Coronavirus

Verlust von 21 Millionen Franken wegen Corona – nun schlagen die Clubs Alarm

Das Geschäft leidet: Nun schlagen die Clubs Alarm.

Das Geschäft leidet: Nun schlagen die Clubs Alarm.

Auch wenn Clubs und Bars seit dem 6. Juni ihre Türen geöffnet haben, leiden weiterhin viele Betriebe unter den Folgen der Krise. Sie fordern nun Unterstützung ein.

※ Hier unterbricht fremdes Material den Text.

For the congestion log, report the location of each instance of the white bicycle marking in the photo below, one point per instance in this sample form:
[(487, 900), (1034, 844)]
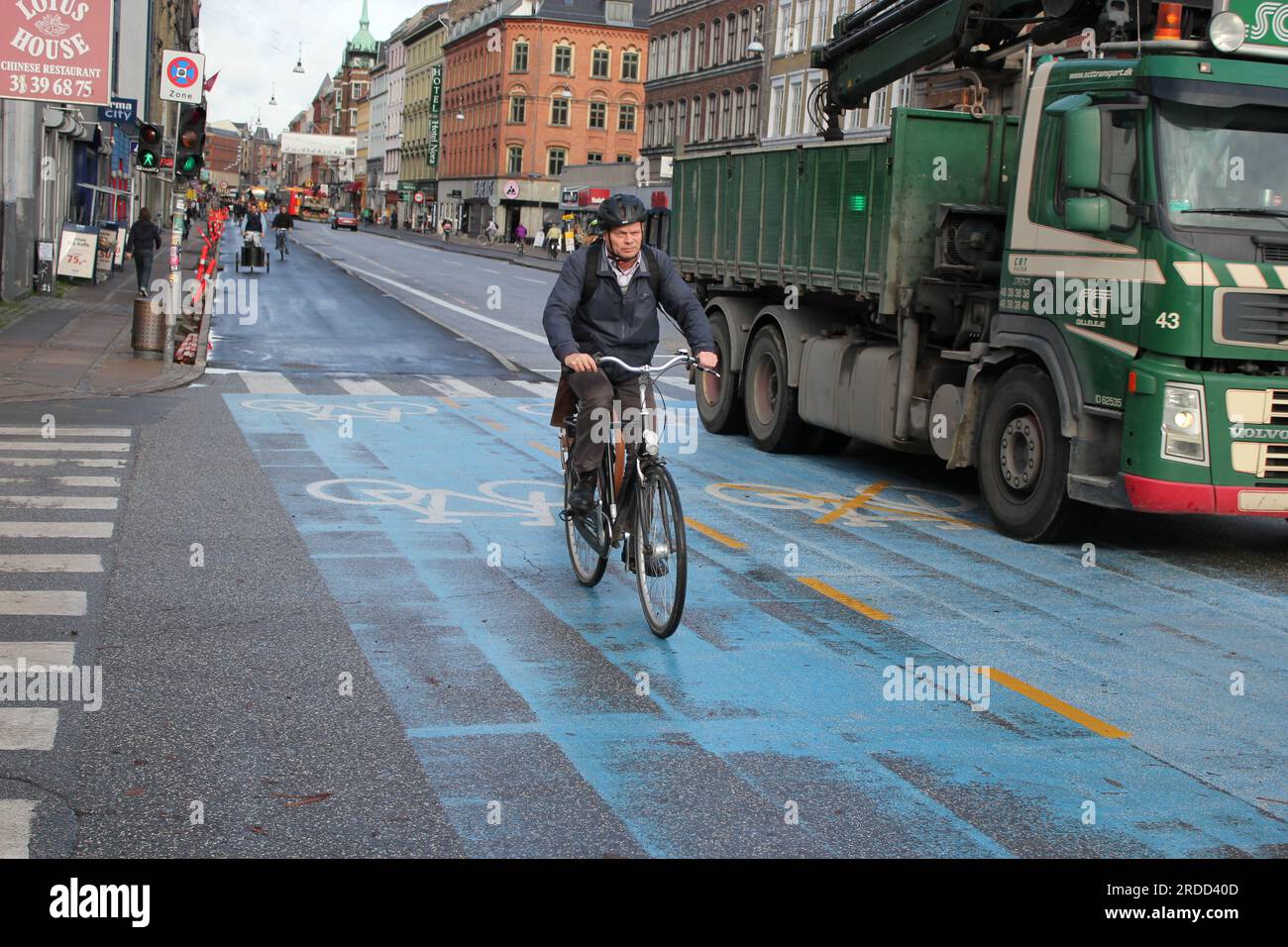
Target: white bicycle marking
[(384, 411), (432, 504)]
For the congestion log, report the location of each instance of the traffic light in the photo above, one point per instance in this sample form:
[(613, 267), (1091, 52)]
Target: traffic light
[(189, 154), (149, 158)]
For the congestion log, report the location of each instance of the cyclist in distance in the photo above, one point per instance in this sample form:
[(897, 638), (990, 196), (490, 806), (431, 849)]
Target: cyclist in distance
[(605, 303)]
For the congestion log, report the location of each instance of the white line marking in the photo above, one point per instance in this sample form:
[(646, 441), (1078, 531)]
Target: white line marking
[(50, 564), (542, 389), (37, 652), (72, 603), (268, 382), (29, 728), (454, 386), (16, 818), (54, 531), (93, 447), (108, 482), (463, 311), (69, 432), (364, 386), (60, 502)]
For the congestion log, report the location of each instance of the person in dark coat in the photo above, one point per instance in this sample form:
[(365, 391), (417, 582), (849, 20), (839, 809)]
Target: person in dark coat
[(142, 243)]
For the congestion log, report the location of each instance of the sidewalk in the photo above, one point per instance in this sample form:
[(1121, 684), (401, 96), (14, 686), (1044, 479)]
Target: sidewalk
[(78, 346), (533, 257)]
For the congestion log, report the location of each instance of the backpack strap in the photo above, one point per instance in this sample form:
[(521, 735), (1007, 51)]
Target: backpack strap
[(590, 279)]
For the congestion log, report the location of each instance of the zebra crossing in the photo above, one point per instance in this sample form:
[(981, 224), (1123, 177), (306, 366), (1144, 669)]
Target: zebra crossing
[(404, 385), (58, 495)]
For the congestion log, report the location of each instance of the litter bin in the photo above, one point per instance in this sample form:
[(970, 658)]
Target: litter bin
[(149, 329)]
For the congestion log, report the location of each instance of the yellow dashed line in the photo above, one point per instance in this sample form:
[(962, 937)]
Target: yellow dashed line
[(862, 499), (713, 534), (1055, 703), (848, 600)]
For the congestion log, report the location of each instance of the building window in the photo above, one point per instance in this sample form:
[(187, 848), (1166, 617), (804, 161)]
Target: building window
[(630, 65), (626, 118), (563, 59), (599, 63)]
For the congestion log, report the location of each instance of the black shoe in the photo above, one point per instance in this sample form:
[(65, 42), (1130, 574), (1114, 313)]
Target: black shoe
[(581, 499)]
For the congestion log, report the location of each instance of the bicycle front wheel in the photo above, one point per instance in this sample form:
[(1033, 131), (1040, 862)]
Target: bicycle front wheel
[(660, 552)]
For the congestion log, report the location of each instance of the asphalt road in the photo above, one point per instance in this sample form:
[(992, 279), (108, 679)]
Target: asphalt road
[(335, 616)]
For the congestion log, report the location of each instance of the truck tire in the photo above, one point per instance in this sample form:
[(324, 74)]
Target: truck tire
[(1024, 459), (719, 399), (769, 402)]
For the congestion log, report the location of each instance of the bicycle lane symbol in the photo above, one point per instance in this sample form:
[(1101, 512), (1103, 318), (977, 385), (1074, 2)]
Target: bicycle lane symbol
[(889, 505), (439, 505)]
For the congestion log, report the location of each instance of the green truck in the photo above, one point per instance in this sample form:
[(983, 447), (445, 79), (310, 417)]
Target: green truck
[(1070, 272)]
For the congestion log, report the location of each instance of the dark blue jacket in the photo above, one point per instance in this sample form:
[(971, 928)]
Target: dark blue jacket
[(619, 324)]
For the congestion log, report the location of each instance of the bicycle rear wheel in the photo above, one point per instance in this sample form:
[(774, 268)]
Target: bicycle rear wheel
[(588, 539), (660, 548)]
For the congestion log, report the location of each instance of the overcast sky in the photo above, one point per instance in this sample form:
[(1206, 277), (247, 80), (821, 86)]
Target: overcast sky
[(254, 44)]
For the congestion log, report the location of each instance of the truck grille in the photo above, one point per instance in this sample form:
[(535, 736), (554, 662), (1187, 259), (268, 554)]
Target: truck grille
[(1260, 318)]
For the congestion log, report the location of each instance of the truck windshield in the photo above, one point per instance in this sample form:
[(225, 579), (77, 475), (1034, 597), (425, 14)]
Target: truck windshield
[(1225, 167)]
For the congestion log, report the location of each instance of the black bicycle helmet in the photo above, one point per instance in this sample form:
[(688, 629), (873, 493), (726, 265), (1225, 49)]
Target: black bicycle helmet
[(619, 210)]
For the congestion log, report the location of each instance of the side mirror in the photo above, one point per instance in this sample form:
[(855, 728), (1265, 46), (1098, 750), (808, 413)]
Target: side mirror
[(1082, 149), (1086, 214)]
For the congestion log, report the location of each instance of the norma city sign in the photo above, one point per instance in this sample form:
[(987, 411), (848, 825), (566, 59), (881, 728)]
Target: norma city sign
[(56, 52), (181, 75)]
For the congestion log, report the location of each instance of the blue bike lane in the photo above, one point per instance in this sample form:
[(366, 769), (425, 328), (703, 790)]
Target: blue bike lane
[(550, 722)]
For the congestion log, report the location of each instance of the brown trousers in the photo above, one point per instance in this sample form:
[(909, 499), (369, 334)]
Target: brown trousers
[(596, 395)]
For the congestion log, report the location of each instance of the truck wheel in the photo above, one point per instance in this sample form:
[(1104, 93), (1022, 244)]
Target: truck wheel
[(719, 402), (769, 402), (1024, 459)]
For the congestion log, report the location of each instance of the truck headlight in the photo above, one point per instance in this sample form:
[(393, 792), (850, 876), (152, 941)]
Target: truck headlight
[(1184, 423), (1227, 31)]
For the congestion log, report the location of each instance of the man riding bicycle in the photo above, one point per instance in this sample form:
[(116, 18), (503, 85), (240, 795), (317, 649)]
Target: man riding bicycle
[(605, 303), (282, 223)]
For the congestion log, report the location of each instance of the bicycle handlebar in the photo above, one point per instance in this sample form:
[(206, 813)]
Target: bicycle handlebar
[(681, 357)]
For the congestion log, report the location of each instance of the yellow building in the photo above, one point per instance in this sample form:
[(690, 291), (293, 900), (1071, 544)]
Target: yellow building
[(421, 123)]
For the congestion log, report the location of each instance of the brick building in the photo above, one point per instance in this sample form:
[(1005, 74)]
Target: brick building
[(529, 88), (704, 78)]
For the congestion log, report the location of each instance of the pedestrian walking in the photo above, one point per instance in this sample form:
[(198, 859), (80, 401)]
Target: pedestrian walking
[(553, 236), (142, 243)]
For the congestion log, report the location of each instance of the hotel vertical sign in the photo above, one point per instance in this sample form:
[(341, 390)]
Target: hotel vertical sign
[(436, 105)]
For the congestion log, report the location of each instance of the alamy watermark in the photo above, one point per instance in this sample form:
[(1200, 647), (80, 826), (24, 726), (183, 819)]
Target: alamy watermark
[(913, 682), (24, 684)]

Zurzeit könnten die Veranstaltungen die Fixkosten nicht decken, sagte der Geschäftsführer der Zürcher Bar- und Club-Kommission, Alexander Bücheli, am Freitag vor den Medien. Gemäss seinen Angaben haben bereits 24 Prozent der Zürcher Betriebe Personal entlassen. Der geschätzte Verlust der Bars und Clubs belaufe sich seit März auf 21 Millionen Franken. «Ohne Unterstützung werden 50 Prozent der Clubs ihre Türen dichtmachen müssen», prophezeit Bücheli. Es brauche deshalb auf nationaler Ebene einen Ausbau der Unterstützung für Kulturbetriebe.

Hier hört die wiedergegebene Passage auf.